The initiative — described as "venture capital for the performing arts world" when first introduced in late September — is designed to support artists and arts organizations creating ambitious new works of theatre, dance and music.
'The National Creation Fund is about investing in the creation process, giving new work the time and resources it needs so that it can achieve its potential, resonate with audiences, and be presented widely beyond its premiere.' - Heather Moore, NAC
It will support "research and development, workshopping and residencies of significant new works" as well as "new work that has had a first run but needs to go 'back into the lab' before it can be remounted and showcased successfully," according to the Ottawa-based NAC.

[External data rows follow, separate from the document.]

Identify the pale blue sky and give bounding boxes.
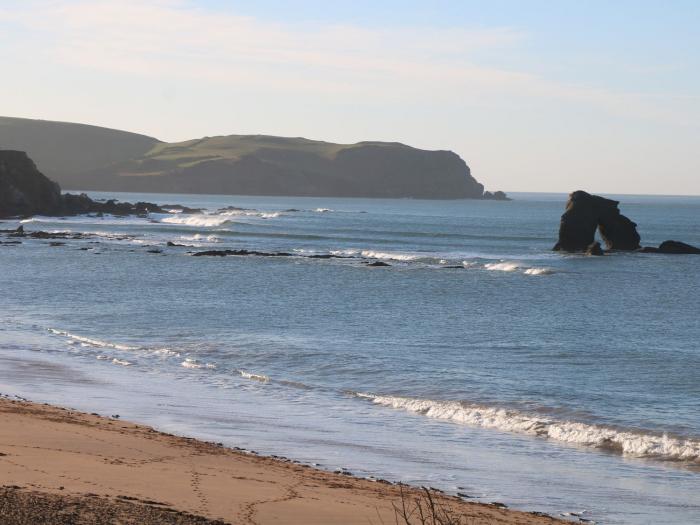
[0,0,700,195]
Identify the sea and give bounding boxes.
[0,192,700,524]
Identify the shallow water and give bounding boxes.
[0,194,700,523]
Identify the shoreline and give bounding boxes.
[0,397,570,525]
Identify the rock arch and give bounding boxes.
[554,190,640,252]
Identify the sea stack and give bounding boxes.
[554,190,640,252]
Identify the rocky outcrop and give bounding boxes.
[642,241,700,255]
[586,241,605,255]
[481,191,513,201]
[0,151,63,217]
[0,150,167,218]
[0,117,509,200]
[554,190,640,252]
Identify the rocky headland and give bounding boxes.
[0,117,510,200]
[0,150,191,218]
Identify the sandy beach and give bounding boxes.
[0,398,559,525]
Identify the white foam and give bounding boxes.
[360,250,419,261]
[49,328,139,351]
[153,348,180,357]
[161,214,229,228]
[238,370,270,383]
[218,210,282,219]
[484,261,520,272]
[49,328,180,359]
[356,393,700,462]
[180,233,220,242]
[180,357,216,369]
[525,268,554,275]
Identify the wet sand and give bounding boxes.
[0,398,563,525]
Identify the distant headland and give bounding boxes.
[0,117,509,200]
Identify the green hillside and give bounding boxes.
[0,117,492,199]
[0,117,158,187]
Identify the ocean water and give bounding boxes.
[0,193,700,524]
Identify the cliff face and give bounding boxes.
[0,117,159,189]
[86,140,484,199]
[0,117,506,200]
[0,150,63,217]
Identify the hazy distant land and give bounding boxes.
[0,117,505,199]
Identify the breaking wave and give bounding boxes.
[330,250,420,261]
[180,357,216,369]
[48,328,180,356]
[161,215,230,228]
[484,262,520,272]
[355,393,700,462]
[238,370,270,383]
[484,261,554,275]
[49,328,140,351]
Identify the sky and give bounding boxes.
[0,0,700,195]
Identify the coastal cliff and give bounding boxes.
[0,117,508,200]
[0,150,170,218]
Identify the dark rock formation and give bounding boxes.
[554,190,640,252]
[586,241,605,255]
[641,241,700,255]
[0,150,170,217]
[0,117,508,200]
[0,151,63,217]
[192,250,294,257]
[481,191,512,201]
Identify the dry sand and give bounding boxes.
[0,399,560,525]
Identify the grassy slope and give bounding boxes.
[139,135,409,168]
[0,117,158,186]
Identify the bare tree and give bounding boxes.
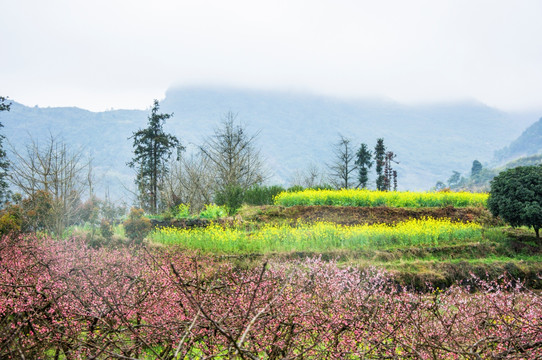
[291,163,325,188]
[328,134,358,189]
[161,152,215,212]
[200,111,267,191]
[10,135,92,235]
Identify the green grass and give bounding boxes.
[151,219,483,254]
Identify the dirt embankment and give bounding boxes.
[250,206,495,225]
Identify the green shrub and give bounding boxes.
[123,208,152,244]
[100,219,113,240]
[215,185,245,215]
[0,205,23,236]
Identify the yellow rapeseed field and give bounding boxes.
[152,218,481,253]
[275,189,488,208]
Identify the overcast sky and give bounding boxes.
[0,0,542,110]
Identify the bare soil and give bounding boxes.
[246,206,497,225]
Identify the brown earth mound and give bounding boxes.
[250,206,495,225]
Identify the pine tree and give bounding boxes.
[0,96,11,206]
[128,100,184,213]
[355,144,373,189]
[374,138,386,190]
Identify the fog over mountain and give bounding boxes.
[0,88,539,199]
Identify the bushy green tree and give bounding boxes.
[487,165,542,238]
[128,100,183,214]
[355,144,373,189]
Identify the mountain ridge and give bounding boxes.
[0,87,540,201]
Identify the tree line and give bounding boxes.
[0,97,397,235]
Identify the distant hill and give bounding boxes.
[0,88,532,201]
[495,118,542,162]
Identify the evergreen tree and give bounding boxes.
[128,100,183,213]
[355,143,373,189]
[381,151,399,191]
[0,96,11,207]
[487,165,542,238]
[471,160,482,176]
[374,138,386,190]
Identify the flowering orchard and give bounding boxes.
[0,236,542,359]
[275,189,488,208]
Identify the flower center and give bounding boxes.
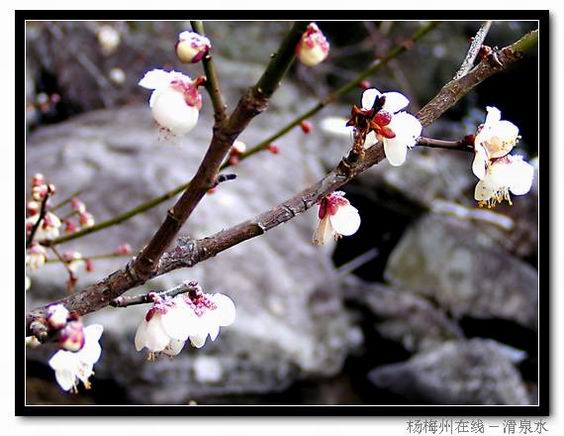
[170,79,202,110]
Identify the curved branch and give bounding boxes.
[190,21,227,127]
[46,22,440,245]
[26,31,538,340]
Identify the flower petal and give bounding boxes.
[139,69,174,89]
[161,295,197,341]
[210,293,236,328]
[329,204,360,236]
[484,106,501,126]
[49,350,79,371]
[474,175,498,201]
[311,214,334,245]
[384,138,407,167]
[472,144,488,180]
[145,314,171,352]
[382,92,409,114]
[135,319,147,351]
[388,112,423,147]
[162,339,185,356]
[361,88,382,110]
[190,333,208,348]
[152,88,199,136]
[509,159,535,195]
[55,370,76,391]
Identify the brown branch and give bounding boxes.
[190,21,227,127]
[26,31,538,334]
[110,282,202,307]
[130,22,308,280]
[25,185,52,248]
[417,30,538,126]
[454,21,493,80]
[417,136,474,153]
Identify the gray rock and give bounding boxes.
[345,280,464,352]
[369,339,530,405]
[385,214,538,329]
[27,100,359,404]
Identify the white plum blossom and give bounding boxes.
[474,155,535,208]
[47,304,69,330]
[472,106,519,179]
[135,291,235,358]
[135,297,189,359]
[176,292,236,348]
[139,69,202,136]
[312,191,360,245]
[176,31,211,64]
[25,212,61,241]
[25,242,47,270]
[361,88,423,166]
[296,23,329,67]
[49,324,104,392]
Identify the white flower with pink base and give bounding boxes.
[312,191,360,245]
[139,69,202,136]
[296,23,329,67]
[49,324,104,392]
[135,291,235,358]
[472,106,519,179]
[361,88,423,166]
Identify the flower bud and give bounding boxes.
[266,144,280,154]
[296,23,329,67]
[109,68,125,85]
[97,26,121,56]
[47,304,69,330]
[71,197,86,213]
[114,243,131,256]
[139,70,202,135]
[59,321,84,352]
[25,200,41,217]
[176,31,211,64]
[300,121,313,135]
[31,173,45,186]
[80,212,95,227]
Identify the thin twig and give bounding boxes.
[453,21,493,80]
[26,27,538,334]
[417,136,474,153]
[51,191,81,212]
[132,21,308,279]
[50,247,78,293]
[45,22,439,245]
[190,21,227,126]
[110,282,202,307]
[25,185,52,248]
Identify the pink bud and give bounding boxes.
[357,80,372,90]
[71,197,86,213]
[176,31,211,64]
[300,121,313,135]
[266,144,280,154]
[64,219,78,233]
[31,173,45,186]
[59,321,84,352]
[114,243,131,256]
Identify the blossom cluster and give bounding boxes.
[472,106,535,208]
[38,304,104,393]
[26,173,95,289]
[135,290,235,359]
[296,23,329,67]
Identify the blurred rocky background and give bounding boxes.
[24,22,538,404]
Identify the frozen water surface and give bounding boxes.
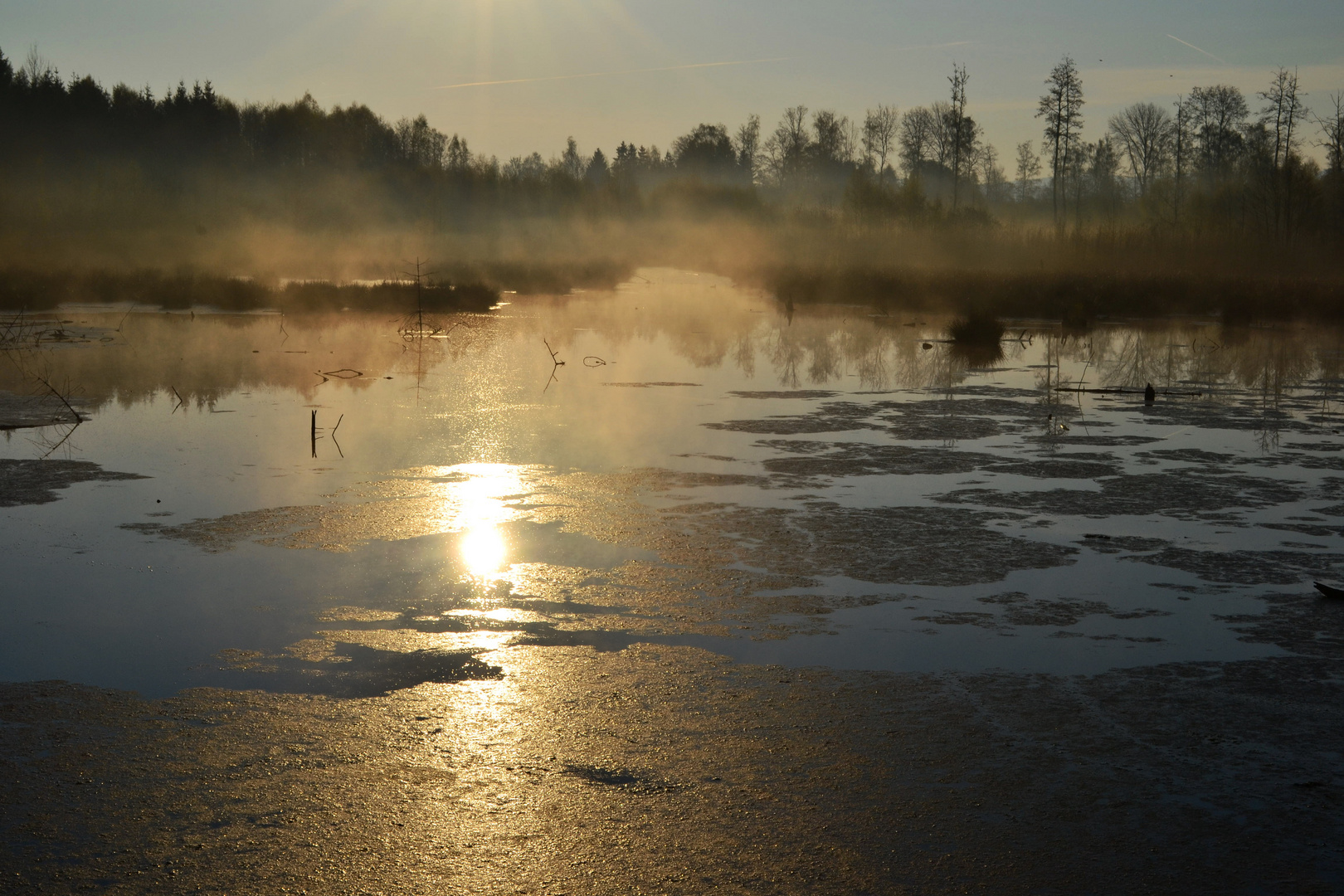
[0,270,1344,696]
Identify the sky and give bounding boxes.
[0,0,1344,167]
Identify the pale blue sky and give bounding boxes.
[0,0,1344,160]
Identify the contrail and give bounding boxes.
[434,56,793,90]
[1166,33,1233,66]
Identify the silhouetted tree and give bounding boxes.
[1188,85,1250,178]
[672,125,739,180]
[559,137,587,180]
[1259,66,1307,238]
[1110,102,1173,196]
[734,115,761,184]
[898,106,939,178]
[943,65,980,210]
[863,105,900,180]
[1036,55,1083,224]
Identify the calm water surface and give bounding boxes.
[0,270,1344,696]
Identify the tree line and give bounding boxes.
[0,45,1344,241]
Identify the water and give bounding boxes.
[0,270,1344,696]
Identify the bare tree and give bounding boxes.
[947,63,977,208]
[1259,66,1307,238]
[976,144,1008,202]
[1017,139,1040,202]
[1110,102,1173,196]
[1186,85,1250,178]
[762,106,811,184]
[863,105,900,180]
[1259,66,1307,168]
[811,109,852,164]
[1313,90,1344,178]
[1036,55,1083,224]
[897,106,939,178]
[558,137,587,180]
[734,115,761,183]
[1172,97,1195,227]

"Canadian artists from across the country have told us time and again that they lack the time and resources that are necessary for making truly ambitious new work," said Heather Moore, who has headed up the NAC's biennial, multidisciplinary Scene festivals and will serve as artistic producer of the National Creation Fund.
To be considered (via a curatorial process) to receive funds, projects must:
- Have a strong artistic team and producing partner
- Have the potential for national and international impact
- Have additional investment from other companies, donors and/or producers (the fund is designed to complement other investments and, ideally, encourage more)
The National Creation Fund is the result of the NAC Foundation's recent fundraising campaign, which was led by Canadian philanthropist and businesswoman Gail Asper's $5-million donation: the largest single donation to the performing arts institution in its 47-year history.
The campaign has so-far raised $23 million, with a goal of raising $25 million overall.